Indeed, panel member Dr John Hirshfeld (University of Pennsylvania, Philadelphia) said he thought Xience V "looks like it will prove to be a very nice adjunct to our armamentarium" but added that he will be paying "very close attention to ongoing studies and follow-up data."

Those studies include the randomized SPIRIT IV study, which started in August 2007 and has already enrolled roughly 2000 of the proposed 3690 subjects, with a primary end point of ischemia-driven MACE at 270 days. The sponsor, Abbott, has also proposed a 5000-patient registry study, dubbed XIENCE V USA, which will have stent thrombosis as its primary end point.

In discussing the conditions for approval, the panel debated the merits of insisting on a concurrent control group for this postmarketing registry; a vote on this condition failed to pass by a narrow margin. In the end, the panel agreed, almost unanimously, that one condition for approval be the requirement for a postmarketing study, "the details of which are to be determined at a later date by the FDA."

The panel also agreed unanimously on the condition that the device label contain the same recommendations for dual antiplatelet therapy duration as the other drug-eluting stents already on the US market, as set out by the AHA/ACC.

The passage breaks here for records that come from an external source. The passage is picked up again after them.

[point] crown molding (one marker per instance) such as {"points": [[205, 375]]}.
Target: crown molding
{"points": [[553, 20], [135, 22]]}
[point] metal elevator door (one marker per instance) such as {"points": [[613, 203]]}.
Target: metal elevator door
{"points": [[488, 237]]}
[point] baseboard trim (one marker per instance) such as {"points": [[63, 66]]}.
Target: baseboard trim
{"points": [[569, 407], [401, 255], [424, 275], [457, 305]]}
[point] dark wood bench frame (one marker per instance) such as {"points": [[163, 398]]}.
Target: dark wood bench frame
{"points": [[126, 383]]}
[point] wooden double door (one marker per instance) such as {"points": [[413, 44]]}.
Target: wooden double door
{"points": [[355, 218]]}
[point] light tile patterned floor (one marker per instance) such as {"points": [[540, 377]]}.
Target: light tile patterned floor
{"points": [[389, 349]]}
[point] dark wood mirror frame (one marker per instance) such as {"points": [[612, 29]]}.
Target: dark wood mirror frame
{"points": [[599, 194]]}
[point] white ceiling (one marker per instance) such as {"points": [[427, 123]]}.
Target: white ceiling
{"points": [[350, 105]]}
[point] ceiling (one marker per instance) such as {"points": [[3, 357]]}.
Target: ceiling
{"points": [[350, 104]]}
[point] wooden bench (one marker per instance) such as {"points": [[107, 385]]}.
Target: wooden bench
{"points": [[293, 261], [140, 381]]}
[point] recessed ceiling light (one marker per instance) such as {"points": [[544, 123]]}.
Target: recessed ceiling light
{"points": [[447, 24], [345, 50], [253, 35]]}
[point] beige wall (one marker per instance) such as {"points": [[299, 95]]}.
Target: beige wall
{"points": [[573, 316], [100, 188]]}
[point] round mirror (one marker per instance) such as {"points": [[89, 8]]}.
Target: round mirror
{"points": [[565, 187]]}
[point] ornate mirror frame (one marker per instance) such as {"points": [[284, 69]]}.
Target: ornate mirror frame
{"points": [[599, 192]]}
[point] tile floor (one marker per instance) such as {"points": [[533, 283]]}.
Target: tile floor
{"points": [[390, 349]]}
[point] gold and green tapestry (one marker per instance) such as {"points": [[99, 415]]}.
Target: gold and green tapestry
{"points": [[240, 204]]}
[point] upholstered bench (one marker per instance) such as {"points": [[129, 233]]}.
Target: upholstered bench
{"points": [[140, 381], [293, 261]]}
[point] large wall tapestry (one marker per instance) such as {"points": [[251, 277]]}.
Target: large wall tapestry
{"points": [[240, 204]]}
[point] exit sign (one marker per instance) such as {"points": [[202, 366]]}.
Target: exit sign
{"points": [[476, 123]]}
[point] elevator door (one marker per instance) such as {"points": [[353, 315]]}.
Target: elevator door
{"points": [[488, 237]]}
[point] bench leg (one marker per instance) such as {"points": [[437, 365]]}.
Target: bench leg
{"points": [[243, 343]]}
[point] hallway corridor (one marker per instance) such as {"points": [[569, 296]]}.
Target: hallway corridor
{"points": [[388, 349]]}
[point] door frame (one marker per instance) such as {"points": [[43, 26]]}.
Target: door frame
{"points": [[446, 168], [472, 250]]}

Despite the lack of long-term clinical data, panel members appeared to be impressed by preclinical work presented by the sponsor and by the repeated assertions that the Xience V's design represents a step forward for drug-eluting stents (DES). The XIENCE V platform is Abbott's Multilink Vision, a low-profile, thin-strut, cobalt-chromium stent.

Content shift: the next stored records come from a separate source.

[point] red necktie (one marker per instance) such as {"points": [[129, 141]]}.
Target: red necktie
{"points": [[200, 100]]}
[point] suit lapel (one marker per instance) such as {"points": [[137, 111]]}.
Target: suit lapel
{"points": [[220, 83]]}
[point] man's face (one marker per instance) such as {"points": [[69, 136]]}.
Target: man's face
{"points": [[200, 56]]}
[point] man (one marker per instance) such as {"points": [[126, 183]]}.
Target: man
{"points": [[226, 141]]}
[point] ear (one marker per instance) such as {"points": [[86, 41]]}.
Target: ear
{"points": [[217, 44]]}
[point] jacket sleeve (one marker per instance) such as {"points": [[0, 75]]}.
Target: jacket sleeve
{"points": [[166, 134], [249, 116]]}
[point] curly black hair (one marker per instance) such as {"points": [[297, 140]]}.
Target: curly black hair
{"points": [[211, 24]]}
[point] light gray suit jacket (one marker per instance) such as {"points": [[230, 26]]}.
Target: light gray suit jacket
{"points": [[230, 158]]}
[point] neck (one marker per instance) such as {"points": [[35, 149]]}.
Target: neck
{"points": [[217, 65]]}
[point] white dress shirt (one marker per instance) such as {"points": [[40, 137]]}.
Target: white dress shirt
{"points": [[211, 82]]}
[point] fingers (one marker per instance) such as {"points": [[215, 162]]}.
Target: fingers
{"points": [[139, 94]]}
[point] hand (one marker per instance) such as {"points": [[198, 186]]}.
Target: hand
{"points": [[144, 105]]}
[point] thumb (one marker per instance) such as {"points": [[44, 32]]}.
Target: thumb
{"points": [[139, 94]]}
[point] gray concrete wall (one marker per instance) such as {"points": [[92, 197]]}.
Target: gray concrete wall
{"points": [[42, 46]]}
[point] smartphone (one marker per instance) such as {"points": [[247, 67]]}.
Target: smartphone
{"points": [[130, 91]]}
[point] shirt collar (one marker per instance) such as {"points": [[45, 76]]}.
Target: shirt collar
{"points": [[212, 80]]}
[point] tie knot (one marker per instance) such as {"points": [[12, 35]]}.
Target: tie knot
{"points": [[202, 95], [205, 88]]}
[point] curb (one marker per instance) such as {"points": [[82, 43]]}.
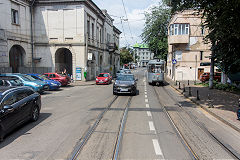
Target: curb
{"points": [[207, 110]]}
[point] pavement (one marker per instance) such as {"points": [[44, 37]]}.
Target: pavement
{"points": [[222, 105]]}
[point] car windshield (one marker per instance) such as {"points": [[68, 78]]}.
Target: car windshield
{"points": [[43, 77], [103, 75], [15, 82], [28, 78], [125, 78]]}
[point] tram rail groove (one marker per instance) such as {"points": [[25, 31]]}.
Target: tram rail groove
{"points": [[88, 133], [184, 141], [203, 128], [121, 130]]}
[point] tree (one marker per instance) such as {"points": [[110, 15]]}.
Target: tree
{"points": [[125, 56], [155, 31], [222, 18]]}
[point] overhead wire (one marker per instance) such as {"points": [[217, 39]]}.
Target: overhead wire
{"points": [[127, 18]]}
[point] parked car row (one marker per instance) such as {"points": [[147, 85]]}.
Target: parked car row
{"points": [[38, 82], [17, 105], [20, 98]]}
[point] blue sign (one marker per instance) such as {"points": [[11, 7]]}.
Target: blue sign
{"points": [[78, 73], [174, 61]]}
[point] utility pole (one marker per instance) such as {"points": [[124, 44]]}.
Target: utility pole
{"points": [[211, 71], [195, 69]]}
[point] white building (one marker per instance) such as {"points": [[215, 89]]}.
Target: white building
{"points": [[68, 34], [186, 47], [142, 54], [15, 36]]}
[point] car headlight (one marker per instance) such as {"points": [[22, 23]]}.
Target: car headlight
{"points": [[36, 85]]}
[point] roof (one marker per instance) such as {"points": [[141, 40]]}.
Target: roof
{"points": [[140, 46]]}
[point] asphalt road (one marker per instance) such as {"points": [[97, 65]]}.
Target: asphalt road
{"points": [[66, 116]]}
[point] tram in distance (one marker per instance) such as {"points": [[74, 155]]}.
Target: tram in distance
{"points": [[156, 70]]}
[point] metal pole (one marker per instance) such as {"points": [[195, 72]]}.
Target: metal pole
{"points": [[195, 69], [211, 71]]}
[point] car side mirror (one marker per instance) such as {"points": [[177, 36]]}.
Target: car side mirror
{"points": [[7, 108]]}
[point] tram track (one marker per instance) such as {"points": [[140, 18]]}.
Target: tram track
{"points": [[231, 152], [87, 135], [178, 132], [203, 128]]}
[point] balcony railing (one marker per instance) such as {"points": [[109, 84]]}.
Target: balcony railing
{"points": [[178, 39]]}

During today's hearing, Dr Gregg Stone (Columbia University, New York, NY), also presenting on behalf of the sponsor, pointed out that in the Cypher-vs-Taxus trial (REALITY), late loss was significantly lower for the Cypher, but rates of binary restenosis and target lesion revascularization (TLR) were similar between the two FDA-approved stents. But Stone speculated that the late-loss differences between the Xience V and the Taxus in SPIRIT III (0.14 mm vs 0.28 mm at nine months) might actually be clinically meaningful. "Here, possibly as a result of thinner stent struts, better endothelialization, greater polymer integrity, and perhaps less stent-strut fracture, we're not only seeing less late loss, but in two consecutive trials we've actually seen reduced binary restenosis and now reduction in TLR. I would never directly compare the Cypher and the Xience V—those trials have not been done—but I think you can speculate they might be similar."

Stone also characterized the Xience V as a "true next-generation product . . . a true medical advance."

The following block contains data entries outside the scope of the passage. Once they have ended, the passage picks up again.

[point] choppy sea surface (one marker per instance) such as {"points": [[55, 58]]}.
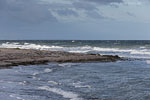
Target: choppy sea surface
{"points": [[121, 80]]}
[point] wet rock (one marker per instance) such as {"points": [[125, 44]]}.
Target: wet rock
{"points": [[15, 57]]}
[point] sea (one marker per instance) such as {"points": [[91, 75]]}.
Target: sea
{"points": [[120, 80]]}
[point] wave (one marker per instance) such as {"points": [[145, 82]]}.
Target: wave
{"points": [[134, 52], [65, 94]]}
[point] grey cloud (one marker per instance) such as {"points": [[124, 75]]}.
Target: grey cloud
{"points": [[66, 12], [25, 11], [105, 1], [85, 6]]}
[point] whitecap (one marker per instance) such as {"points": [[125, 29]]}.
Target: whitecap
{"points": [[47, 70], [54, 83], [148, 62], [65, 94], [79, 85]]}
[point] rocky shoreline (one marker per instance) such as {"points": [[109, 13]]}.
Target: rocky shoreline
{"points": [[16, 56]]}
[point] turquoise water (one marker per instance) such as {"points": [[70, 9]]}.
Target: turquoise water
{"points": [[121, 80]]}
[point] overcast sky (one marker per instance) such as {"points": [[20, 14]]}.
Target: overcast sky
{"points": [[75, 19]]}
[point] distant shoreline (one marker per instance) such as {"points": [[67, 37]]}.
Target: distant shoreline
{"points": [[14, 57]]}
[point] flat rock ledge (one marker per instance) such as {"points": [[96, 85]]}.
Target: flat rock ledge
{"points": [[15, 57]]}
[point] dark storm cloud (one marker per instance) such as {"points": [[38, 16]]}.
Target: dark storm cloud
{"points": [[66, 12], [26, 11], [105, 1]]}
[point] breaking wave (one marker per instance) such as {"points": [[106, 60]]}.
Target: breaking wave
{"points": [[141, 52]]}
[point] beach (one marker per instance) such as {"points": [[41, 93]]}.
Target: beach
{"points": [[15, 56]]}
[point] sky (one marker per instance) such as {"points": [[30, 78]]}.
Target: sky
{"points": [[74, 19]]}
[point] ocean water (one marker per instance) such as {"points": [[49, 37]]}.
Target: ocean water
{"points": [[121, 80]]}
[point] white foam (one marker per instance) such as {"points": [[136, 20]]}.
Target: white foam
{"points": [[53, 82], [47, 70], [66, 64], [79, 85], [148, 61], [80, 49], [65, 94]]}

The panel seemed to agree: "I believe reasonable assurance of safety was demonstrated," Dr Richard L Page (University of Washington, Seattle) commented after delivering his yes vote. "I think this represents a step forward for interventional cardiologists and our patients."

Today's panel decision was something of a déjà vu for those who keep a close watch on regulatory proceedings: in October, a panel made up of many of the same members recommended approval of Medtronic's Endeavor stent with similar conditions. Analysts predict both the Endeavor and the Xience V will join the Cypher and Taxus in the US marketplace sometime in 2008. In fact, when Abbott's Xience V stent is approved, an identical stent, named Promus, made by Abbott but distributed on a private-label basis by Boston Scientific, will also be marketable in the US. The unique arrangement stems from Boston Scientific's 2006 acquisition of Guidant, the original developer of the Xience V device. As part of the deal, Abbott purchased Guidant's stent business to assuage antitrust concerns, but Boston Scientific negotiated the right to sell its own version of the stent, although the company will, for the time being, pay a royalty of 40% to Abbott for every Promus stent it sells.